UC Regents Announce Online Course Expansion

UC Regents Announce Online Course Expansion

The new programs include cross-campus online enrollment and course credit approval

University of California officials recently announced several new initiatives to further develop online education for the UC system through the Innovative Learning Technology Initiative, an online education program launched in early 2013 under former UC President Mark G. Yudof.

The initiatives were discussed during the last UC Board of Regents meeting held last Wednesday on Jan. 15 in San Francisco at the Mission Bay campus with the presence of the University of California, California State University and California Community College systems.
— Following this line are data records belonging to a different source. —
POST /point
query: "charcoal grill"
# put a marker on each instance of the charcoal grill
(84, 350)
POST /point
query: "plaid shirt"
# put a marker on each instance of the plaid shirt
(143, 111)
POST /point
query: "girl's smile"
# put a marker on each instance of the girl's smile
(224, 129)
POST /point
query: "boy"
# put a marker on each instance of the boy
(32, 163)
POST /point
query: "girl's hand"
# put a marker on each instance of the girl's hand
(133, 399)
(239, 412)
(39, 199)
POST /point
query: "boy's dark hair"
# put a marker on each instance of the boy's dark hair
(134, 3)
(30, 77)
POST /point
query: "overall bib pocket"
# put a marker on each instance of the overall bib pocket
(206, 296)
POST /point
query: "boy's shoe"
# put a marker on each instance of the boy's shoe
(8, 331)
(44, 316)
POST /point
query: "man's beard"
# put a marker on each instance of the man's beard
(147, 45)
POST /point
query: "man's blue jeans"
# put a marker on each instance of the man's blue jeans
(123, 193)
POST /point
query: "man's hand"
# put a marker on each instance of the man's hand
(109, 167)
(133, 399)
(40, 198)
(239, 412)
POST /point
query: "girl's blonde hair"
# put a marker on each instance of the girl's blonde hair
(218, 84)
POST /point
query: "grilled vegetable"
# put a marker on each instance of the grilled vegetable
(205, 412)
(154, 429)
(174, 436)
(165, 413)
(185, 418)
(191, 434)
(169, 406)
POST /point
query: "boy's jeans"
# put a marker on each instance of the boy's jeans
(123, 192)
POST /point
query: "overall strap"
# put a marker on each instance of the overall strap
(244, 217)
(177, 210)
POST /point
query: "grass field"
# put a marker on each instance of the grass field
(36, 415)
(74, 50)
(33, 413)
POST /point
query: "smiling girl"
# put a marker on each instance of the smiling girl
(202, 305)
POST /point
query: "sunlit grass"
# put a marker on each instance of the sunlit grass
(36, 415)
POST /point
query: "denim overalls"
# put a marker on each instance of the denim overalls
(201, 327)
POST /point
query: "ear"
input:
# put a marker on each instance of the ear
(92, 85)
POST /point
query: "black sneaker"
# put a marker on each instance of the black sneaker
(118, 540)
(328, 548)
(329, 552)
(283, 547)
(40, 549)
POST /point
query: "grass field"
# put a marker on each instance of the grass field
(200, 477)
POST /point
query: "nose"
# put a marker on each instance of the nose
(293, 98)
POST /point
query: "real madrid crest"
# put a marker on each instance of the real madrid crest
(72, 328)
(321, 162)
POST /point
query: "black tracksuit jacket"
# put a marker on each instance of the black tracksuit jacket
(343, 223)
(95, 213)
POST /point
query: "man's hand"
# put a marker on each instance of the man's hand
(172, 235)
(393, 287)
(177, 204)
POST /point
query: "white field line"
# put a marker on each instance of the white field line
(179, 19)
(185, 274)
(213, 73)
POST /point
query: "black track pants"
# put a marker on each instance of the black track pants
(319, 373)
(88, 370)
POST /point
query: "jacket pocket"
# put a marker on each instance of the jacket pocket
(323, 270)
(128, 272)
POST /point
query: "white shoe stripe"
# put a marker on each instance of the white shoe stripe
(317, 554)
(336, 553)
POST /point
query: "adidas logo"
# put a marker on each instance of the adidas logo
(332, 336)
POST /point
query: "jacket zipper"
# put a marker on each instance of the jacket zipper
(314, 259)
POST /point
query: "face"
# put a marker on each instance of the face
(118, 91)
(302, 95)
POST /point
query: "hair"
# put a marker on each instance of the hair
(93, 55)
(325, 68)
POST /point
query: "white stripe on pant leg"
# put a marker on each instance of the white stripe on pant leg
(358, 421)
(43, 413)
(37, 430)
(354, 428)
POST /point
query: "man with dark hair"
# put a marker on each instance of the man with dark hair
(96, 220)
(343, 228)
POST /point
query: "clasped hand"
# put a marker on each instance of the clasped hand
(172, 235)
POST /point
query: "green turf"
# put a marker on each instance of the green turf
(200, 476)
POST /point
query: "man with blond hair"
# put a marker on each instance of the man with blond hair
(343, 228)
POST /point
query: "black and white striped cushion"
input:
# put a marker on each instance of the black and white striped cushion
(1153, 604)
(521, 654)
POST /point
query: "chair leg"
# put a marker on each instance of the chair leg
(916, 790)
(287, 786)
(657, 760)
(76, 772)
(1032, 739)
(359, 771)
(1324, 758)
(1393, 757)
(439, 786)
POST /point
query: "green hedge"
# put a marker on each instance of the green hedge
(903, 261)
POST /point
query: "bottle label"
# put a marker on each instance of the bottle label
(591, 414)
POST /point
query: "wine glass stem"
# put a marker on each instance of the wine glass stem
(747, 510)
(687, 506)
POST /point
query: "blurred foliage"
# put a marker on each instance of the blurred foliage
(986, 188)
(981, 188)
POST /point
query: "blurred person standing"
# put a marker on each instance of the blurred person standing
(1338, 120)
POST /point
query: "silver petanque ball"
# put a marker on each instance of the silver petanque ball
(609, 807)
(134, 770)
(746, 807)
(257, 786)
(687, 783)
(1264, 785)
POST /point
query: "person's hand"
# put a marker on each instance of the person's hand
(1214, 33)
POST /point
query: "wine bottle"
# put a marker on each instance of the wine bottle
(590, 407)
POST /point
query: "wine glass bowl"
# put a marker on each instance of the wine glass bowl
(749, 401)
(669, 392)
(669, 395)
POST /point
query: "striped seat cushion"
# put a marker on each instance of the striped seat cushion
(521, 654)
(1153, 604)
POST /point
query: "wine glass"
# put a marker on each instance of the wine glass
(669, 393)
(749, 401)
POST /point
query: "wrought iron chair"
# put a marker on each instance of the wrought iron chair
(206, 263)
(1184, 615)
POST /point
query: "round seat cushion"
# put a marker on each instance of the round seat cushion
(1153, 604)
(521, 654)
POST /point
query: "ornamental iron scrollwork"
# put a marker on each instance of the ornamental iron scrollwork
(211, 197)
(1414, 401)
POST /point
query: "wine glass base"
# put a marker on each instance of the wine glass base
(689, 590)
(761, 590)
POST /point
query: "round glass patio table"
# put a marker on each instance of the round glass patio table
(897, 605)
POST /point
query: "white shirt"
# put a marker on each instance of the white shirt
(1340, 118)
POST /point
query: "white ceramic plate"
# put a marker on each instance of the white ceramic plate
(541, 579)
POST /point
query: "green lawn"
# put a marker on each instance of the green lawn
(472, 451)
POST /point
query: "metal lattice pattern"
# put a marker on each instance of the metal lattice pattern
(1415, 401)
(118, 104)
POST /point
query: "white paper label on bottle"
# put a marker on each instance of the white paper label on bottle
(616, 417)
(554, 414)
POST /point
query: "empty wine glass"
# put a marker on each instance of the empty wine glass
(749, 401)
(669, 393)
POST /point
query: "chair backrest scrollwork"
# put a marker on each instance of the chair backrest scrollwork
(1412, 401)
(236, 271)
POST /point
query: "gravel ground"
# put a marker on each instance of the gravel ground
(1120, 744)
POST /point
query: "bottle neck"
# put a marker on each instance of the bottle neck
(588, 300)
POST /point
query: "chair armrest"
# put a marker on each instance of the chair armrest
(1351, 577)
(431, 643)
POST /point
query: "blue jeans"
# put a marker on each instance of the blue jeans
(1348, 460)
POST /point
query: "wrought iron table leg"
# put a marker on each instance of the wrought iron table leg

Some of the initiatives include the establishment of a cross-campus enrollment webpage, funding for an additional 30 courses to be created and the development of an approval process for cross-campus course credit.

The establishment of ILTI was made possible with the $10 million grants that Gov. Jerry Brown allotted to the UC and to the CSU systems in July 2013. It was intended to offer more undergraduate courses online with an emphasis on high-in-demand and prerequisite classes.

An older program, UC Online, was launched in January 2012 after a two-year pilot program. It now offers 11 courses for cross-campus enrollment during Winter Quarter and Spring Semester 2014.

However, not all of the UC campuses are participating in this endeavor. UCSD and UC Santa Barbara have decided not to partake in the program until the complication of processing student enrollment is resolved.

As a strong advocate for online education, Brown believes in its ability to offer students affordable and accessible courses for credit through technological means. Nevertheless, some UC officials are wary of the issues that online course programs pose.

UC provost Aimee Dorr prepared a presentation during the meeting to show that students were generally “less happy and less engaged” in online class environments lacking human interaction. Regardless, Brown continues to urge for a complete absence of human interaction in online courses.

“You say you need human touch — I say, maybe you don’t need it,” Brown told the The Daily Californian on Jan. 28. “The barrier here is the human software, the human thought that we’re putting into the technology.”

Amidst the skepticism shared by some UC professors, the expansion of online education is still underway, beginning with ITLI. UC officials and Academic Senate leaders have been meeting frequently since September to propel this project forward. They intend to create 150 credit-bearing courses by 2016, offering online and hybrid courses that infuse the traditional environment of classes with online courses.